Controversial Plan Would Give Condoms To Convicts

A controversial proposal to stop the spread of HIV is about to take center stage in Texas.

On Monday, state lawmakers will take a look at a Houston lawmaker's plan to offer condoms to all state prison inmates.

Would it help stop the spread of AIDS, or encourage illegal activity inside prison walls? For every 50 people incarcerated in a state prison, one of them is known to be infected with HIV. And in the last year-and-a-half, the state said of the people released from state custody, about 1,700, have tested HIV positive.

What happens when those people leave prison is what has state Rep.Garnet Coleman concerned.

"We know that there is sexual contact in prison, and we have to stop the transmission of the disease because it comes back out into the community," Rep. Coleman said.

So Rep. Coleman said to cut back on the transmission of HIV inside prison walls, nonprofit agencies should be allowed to distribute condoms to inmates. To encourage safe sex, and keep prisoners who will eventually be released, from being infected in the first place.

"There's got to be some reason for the spread of AIDS among women of color, and it's been traced back to prisons," Rep. Coleman said. "The fact that people go into prison without AIDS and come out of prison with AIDS."
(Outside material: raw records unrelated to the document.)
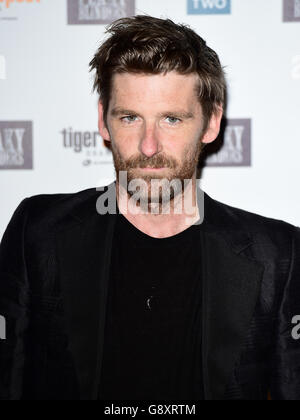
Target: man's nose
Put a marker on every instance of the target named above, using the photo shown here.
(150, 144)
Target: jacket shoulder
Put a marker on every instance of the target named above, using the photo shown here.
(238, 219)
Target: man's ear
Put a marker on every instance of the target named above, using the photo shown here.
(214, 125)
(101, 124)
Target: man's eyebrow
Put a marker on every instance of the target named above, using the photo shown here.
(118, 111)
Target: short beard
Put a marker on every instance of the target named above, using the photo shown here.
(179, 172)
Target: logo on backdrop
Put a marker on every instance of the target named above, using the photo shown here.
(209, 7)
(291, 10)
(88, 146)
(95, 12)
(236, 150)
(16, 145)
(2, 67)
(5, 7)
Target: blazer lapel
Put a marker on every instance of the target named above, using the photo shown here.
(231, 285)
(84, 250)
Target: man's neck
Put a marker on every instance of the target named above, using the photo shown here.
(182, 212)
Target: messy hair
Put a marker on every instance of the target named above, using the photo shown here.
(149, 45)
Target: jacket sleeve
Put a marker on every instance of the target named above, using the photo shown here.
(285, 374)
(13, 305)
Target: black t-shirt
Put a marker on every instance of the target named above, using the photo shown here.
(152, 345)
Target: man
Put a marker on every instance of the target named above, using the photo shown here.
(144, 291)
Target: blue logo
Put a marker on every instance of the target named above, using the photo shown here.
(209, 7)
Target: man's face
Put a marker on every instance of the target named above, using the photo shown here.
(155, 125)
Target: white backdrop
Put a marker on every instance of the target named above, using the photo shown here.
(44, 81)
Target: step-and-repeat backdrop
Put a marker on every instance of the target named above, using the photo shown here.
(49, 141)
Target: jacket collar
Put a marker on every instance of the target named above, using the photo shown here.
(231, 284)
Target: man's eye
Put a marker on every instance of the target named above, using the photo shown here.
(128, 118)
(173, 120)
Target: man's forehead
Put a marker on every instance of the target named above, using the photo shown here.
(125, 80)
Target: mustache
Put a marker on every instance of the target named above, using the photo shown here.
(154, 162)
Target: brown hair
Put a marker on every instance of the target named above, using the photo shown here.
(145, 44)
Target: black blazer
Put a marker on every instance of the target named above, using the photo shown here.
(54, 268)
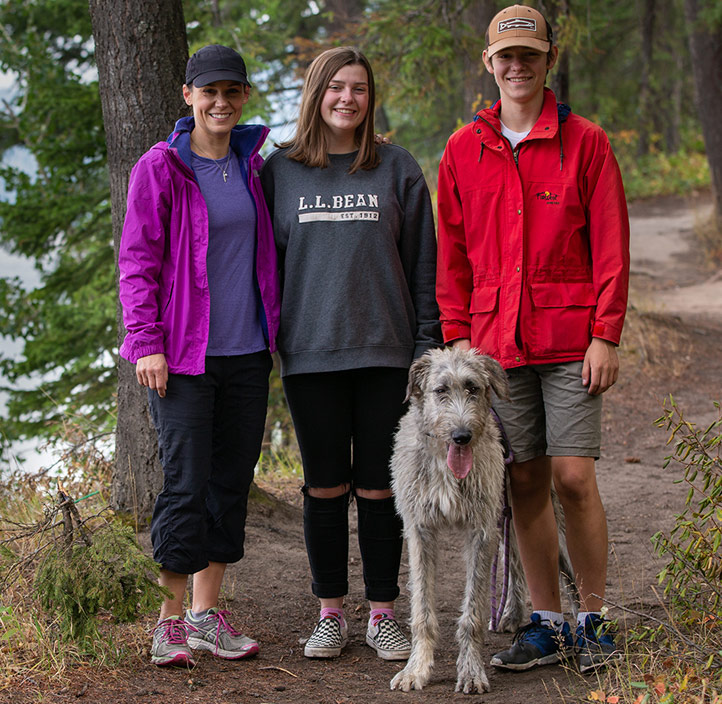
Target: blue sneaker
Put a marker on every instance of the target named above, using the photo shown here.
(594, 644)
(535, 644)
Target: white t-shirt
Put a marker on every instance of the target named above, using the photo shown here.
(513, 137)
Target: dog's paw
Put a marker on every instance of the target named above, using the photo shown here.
(409, 679)
(473, 684)
(471, 676)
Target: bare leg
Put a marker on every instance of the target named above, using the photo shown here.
(576, 484)
(207, 586)
(536, 531)
(176, 583)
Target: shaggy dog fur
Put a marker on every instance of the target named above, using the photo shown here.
(448, 470)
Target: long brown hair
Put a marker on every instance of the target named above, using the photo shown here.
(309, 145)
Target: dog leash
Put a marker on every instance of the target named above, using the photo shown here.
(504, 528)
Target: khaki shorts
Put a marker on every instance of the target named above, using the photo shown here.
(550, 412)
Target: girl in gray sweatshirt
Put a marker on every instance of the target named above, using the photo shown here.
(354, 230)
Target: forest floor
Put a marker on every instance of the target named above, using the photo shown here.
(671, 345)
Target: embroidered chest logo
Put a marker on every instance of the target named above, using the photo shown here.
(517, 23)
(350, 206)
(548, 197)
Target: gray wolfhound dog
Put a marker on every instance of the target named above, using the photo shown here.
(448, 471)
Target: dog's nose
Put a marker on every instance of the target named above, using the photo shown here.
(461, 437)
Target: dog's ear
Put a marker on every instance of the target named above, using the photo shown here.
(417, 376)
(497, 377)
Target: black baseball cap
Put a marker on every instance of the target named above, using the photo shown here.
(216, 62)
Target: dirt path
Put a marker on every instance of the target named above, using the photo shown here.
(671, 345)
Officially, the Texas Department of Criminal Justice said it knows of only one person who was infected with HIV while in state custody. But the state only tests inmates when they are released -- not when they enter the system.

But Georgia tests inmates when they enter prison -- the Centers for Disease Control found that in seven years, 88 prisoners contracted HIV while in custody.
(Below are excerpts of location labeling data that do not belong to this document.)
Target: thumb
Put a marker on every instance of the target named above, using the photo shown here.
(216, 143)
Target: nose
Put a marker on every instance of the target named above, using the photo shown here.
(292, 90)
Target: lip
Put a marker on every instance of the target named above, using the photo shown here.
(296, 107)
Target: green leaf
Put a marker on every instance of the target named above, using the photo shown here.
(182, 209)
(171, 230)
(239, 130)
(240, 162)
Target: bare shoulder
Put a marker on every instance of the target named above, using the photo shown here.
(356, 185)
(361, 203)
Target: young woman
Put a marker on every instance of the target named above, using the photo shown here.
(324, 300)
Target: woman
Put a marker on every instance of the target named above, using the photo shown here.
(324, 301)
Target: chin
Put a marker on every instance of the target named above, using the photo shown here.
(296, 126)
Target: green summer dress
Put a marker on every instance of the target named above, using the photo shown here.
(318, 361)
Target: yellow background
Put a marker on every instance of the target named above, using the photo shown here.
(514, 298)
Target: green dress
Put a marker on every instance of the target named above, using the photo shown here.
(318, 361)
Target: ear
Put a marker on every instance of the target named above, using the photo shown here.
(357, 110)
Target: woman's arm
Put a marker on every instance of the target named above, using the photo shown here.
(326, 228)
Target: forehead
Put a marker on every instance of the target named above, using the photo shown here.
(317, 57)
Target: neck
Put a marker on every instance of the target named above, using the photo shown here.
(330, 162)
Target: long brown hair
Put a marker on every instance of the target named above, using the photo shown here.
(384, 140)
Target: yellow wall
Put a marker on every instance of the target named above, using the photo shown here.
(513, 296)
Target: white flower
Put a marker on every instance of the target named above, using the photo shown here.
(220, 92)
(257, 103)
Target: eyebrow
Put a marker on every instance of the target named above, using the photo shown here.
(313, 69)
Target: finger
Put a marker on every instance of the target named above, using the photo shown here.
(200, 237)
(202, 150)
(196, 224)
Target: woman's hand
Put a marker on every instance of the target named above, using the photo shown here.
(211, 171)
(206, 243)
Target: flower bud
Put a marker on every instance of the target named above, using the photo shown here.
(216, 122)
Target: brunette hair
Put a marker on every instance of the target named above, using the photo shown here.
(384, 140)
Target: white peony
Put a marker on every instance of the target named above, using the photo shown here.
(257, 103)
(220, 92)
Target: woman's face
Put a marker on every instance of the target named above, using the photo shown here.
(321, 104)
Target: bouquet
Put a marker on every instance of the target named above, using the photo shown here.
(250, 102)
But even if condoms were offered in prison - would inmates use them? Last fall, California Gov. Arnold Schwarzenegger vetoed a bill just like the one being considered in Texas. The California Peace Officers Association said condoms presented a security threat.

And the influential Center for Moral Clarity opposed the idea, arguing, "To distribute condoms in a prison assumes that homosexual sex will occur. It's virtually admitting that prison officials can't or won't enforce the law."

Sexual intercourse is illegal in Texas prisons. But with one in every 50 inmates known to have HIV - the state is asking - what happens when those people get out.

Texas Department of Criminal Justice along with Houston's AIDS Foundation do offer an inmate-education program called "Wall Talk," to teach inmates about the dangers of HIV and how to prevent infection. In Austin on Monday, lawmakers will hold a public hearing on whether giving condoms to inmates might help that process or send the wrong message.